A Michigan dairy worker has been diagnosed with bird flu – the second human case associated with an outbreak in US dairy cows, after a case emerged in Texas earlier this spring.
The new patient had mild eye symptoms and has recovered, US and Michigan health officials said in announcing the case on Wednesday afternoon. The worker had been in contact with cows presumed to be infected, and the risk to the public remains low, officials said.
A nasal swab from the person tested negative for the virus, but an eye swab tested positive, “indicating an eye infection”, the US Centers for Disease Control and Prevention (CDC) said in a statement.
The first case happened in late March, when a farm worker in Texas was diagnosed in what officials called the first known instance globally of a person catching this version of bird flu from a mammal. That patient also reported only eye inflammation and recovered.
The CDC said “similar additional human cases could be identified” given high levels of the virus in raw milk from infected cows, and the extent of the spread in dairy cows.
The US Department of Agriculture (USDA) said it believes unpasteurized milk is the primary vector for transmitting the virus among cows, though officials do not know exactly how it spreads.
To limit transmission in cattle, the USDA in late April started requiring dairy cows to test negative before being shipped across state lines.
“It’s likely that there will be several cases that emanate from exposure to infected cows and their milk amongst farm workers,” said Amesh Adalja, an infectious disease expert at the Johns Hopkins Center for Health Security in Baltimore, Maryland.
“The key thing is to make sure that testing is wide enough to capture them,” he added.
Since 2020, a bird flu virus has been spreading among more animal species – including dogs, cats, skunks, bears and even seals and porpoises – in scores of countries. The detection in US livestock earlier this year was an unexpected twist that sparked questions about food safety and whether it would start spreading among humans.
That has not happened, although there has been a steady increase of reported infections in cows. As of Wednesday, the virus had been confirmed in 51 dairy herds in nine states, according to the US agriculture department.
Fifteen of the herds were in Michigan. Health officials there have declined to say how many people exposed to infected cattle have been tested or monitored.
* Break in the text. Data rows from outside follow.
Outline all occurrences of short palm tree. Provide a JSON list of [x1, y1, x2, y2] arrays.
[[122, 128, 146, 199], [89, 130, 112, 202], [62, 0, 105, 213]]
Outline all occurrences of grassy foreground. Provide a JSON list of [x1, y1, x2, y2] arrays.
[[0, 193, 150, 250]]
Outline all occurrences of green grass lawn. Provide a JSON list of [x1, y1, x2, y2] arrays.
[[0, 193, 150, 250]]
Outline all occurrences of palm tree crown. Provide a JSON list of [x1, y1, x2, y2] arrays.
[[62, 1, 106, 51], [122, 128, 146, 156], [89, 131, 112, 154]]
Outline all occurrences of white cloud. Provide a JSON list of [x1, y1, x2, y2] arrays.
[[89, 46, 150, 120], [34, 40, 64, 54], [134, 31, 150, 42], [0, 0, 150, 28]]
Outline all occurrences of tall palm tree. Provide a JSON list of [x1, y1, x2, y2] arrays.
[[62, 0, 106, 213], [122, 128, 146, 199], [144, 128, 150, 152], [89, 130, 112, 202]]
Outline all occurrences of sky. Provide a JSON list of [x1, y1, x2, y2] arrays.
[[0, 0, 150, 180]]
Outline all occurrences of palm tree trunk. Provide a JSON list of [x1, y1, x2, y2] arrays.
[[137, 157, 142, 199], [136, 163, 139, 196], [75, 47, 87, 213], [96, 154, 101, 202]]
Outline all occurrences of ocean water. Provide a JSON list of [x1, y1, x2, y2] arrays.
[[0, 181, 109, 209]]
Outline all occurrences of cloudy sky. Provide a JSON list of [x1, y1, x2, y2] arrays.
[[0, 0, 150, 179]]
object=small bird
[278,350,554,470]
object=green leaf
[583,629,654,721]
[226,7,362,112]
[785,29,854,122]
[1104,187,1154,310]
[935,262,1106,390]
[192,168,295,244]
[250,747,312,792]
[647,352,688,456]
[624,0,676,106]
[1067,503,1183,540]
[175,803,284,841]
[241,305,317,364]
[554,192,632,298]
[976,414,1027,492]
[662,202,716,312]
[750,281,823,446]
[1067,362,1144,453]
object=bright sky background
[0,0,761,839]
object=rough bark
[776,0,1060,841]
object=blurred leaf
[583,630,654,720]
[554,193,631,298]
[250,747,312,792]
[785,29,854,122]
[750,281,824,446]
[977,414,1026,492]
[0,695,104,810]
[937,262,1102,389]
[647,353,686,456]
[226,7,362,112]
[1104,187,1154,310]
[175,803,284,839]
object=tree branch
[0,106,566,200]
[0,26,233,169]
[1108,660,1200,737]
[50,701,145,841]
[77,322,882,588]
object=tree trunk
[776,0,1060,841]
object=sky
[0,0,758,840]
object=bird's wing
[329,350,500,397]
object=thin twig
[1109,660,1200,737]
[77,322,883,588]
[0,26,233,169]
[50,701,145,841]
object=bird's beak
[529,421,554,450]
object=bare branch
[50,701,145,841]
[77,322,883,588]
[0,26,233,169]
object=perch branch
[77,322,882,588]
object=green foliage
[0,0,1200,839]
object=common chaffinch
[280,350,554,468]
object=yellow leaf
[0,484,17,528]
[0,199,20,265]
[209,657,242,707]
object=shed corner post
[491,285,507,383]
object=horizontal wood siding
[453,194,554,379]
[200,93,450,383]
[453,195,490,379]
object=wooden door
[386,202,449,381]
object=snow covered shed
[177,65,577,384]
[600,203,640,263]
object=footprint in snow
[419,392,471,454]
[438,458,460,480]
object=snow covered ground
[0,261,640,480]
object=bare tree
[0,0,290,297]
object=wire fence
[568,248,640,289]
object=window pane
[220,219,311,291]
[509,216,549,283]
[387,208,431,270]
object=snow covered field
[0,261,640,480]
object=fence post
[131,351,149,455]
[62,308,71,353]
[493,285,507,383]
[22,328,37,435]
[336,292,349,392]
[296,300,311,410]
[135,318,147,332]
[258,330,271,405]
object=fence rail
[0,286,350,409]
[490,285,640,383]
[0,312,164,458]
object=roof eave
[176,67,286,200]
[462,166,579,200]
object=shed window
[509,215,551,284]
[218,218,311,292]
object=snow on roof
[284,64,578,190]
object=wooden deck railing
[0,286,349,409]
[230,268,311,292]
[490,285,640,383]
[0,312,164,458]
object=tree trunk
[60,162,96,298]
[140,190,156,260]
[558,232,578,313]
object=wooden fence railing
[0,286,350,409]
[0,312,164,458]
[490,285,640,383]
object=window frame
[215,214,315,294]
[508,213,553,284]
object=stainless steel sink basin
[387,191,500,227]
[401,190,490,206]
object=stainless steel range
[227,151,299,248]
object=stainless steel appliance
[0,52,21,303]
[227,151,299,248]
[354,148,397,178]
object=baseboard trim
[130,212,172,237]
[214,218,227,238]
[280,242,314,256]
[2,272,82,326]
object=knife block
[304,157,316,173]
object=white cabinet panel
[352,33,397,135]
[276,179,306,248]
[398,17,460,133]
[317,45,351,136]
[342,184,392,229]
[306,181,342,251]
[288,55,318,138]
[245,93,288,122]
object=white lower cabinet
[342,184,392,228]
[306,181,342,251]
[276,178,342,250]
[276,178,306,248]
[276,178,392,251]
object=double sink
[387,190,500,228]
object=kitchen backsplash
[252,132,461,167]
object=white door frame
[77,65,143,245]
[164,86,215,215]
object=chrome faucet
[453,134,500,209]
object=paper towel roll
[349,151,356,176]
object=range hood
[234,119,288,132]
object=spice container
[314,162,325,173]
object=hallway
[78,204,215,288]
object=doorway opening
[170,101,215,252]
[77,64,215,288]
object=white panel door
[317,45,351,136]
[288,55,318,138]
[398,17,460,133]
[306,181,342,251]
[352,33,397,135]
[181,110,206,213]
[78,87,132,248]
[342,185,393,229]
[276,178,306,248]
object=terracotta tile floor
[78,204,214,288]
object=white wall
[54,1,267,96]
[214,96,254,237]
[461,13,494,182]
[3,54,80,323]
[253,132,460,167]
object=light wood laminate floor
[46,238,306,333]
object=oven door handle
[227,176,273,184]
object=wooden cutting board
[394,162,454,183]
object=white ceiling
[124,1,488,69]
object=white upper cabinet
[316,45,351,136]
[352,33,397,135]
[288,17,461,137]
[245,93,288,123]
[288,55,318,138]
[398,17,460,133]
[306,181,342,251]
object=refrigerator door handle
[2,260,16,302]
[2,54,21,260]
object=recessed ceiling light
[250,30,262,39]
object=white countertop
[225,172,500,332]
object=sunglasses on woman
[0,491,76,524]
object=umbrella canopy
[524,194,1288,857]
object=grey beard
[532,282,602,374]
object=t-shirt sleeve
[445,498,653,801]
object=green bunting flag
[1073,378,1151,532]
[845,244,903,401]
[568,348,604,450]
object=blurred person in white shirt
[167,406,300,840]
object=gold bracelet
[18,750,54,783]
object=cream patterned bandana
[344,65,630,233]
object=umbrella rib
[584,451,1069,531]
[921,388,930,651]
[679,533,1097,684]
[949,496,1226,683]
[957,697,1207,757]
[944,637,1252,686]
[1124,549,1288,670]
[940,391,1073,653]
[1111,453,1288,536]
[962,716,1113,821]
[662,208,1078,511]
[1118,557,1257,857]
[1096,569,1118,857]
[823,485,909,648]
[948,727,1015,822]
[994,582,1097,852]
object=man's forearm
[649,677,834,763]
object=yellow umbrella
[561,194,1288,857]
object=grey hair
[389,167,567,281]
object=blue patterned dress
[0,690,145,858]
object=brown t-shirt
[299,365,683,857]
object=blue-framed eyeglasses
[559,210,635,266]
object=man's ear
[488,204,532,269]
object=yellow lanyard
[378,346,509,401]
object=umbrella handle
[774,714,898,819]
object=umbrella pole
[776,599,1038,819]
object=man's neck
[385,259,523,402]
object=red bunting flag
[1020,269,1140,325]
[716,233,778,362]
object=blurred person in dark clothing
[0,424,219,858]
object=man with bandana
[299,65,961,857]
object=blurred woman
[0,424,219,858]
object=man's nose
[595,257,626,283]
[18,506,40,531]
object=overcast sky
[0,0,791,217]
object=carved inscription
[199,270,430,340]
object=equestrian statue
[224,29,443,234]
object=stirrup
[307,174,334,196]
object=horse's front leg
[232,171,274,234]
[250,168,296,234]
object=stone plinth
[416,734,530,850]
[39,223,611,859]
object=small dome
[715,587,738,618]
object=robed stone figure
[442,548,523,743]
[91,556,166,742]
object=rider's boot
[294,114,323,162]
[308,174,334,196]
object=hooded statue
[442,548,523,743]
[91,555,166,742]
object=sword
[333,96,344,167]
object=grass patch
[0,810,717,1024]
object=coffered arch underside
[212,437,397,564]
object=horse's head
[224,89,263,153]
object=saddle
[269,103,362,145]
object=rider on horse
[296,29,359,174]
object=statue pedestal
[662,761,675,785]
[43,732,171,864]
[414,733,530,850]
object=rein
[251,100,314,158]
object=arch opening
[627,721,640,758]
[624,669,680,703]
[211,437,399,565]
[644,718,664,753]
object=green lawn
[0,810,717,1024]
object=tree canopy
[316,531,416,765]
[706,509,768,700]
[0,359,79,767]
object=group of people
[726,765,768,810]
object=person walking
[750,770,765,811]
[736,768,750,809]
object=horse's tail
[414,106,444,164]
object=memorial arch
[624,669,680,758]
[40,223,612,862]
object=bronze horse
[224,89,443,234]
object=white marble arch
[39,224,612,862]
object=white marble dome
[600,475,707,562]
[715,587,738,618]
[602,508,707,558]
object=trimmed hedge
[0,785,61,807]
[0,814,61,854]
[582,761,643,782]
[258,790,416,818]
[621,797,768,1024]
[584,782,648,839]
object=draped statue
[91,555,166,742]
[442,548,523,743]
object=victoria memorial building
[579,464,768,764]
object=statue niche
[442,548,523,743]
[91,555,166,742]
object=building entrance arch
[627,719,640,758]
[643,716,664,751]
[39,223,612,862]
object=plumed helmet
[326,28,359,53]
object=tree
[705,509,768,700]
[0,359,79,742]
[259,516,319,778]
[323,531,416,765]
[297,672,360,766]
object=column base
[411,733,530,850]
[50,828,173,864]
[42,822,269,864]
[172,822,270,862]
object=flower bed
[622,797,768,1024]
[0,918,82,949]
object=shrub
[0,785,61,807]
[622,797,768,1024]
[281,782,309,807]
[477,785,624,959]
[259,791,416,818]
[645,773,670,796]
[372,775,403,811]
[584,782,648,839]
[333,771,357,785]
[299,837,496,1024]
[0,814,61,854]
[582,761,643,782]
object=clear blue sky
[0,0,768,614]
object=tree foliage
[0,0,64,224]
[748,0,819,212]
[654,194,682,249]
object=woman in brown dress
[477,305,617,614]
The virus has been found in high levels in the raw milk of infected cows, but government officials say pasteurized products sold in grocery stores are safe because heat treatment has been confirmed to kill the virus.
The new case marks the third time a person in the United States has been diagnosed with what is known as type A H5N1 virus. In 2022, an incarcerated person in a work program picked it up while killing infected birds at a poultry farm in Montrose county, Colorado. His only symptom was fatigue, and he recovered. That predated the virus’s appearance in cows.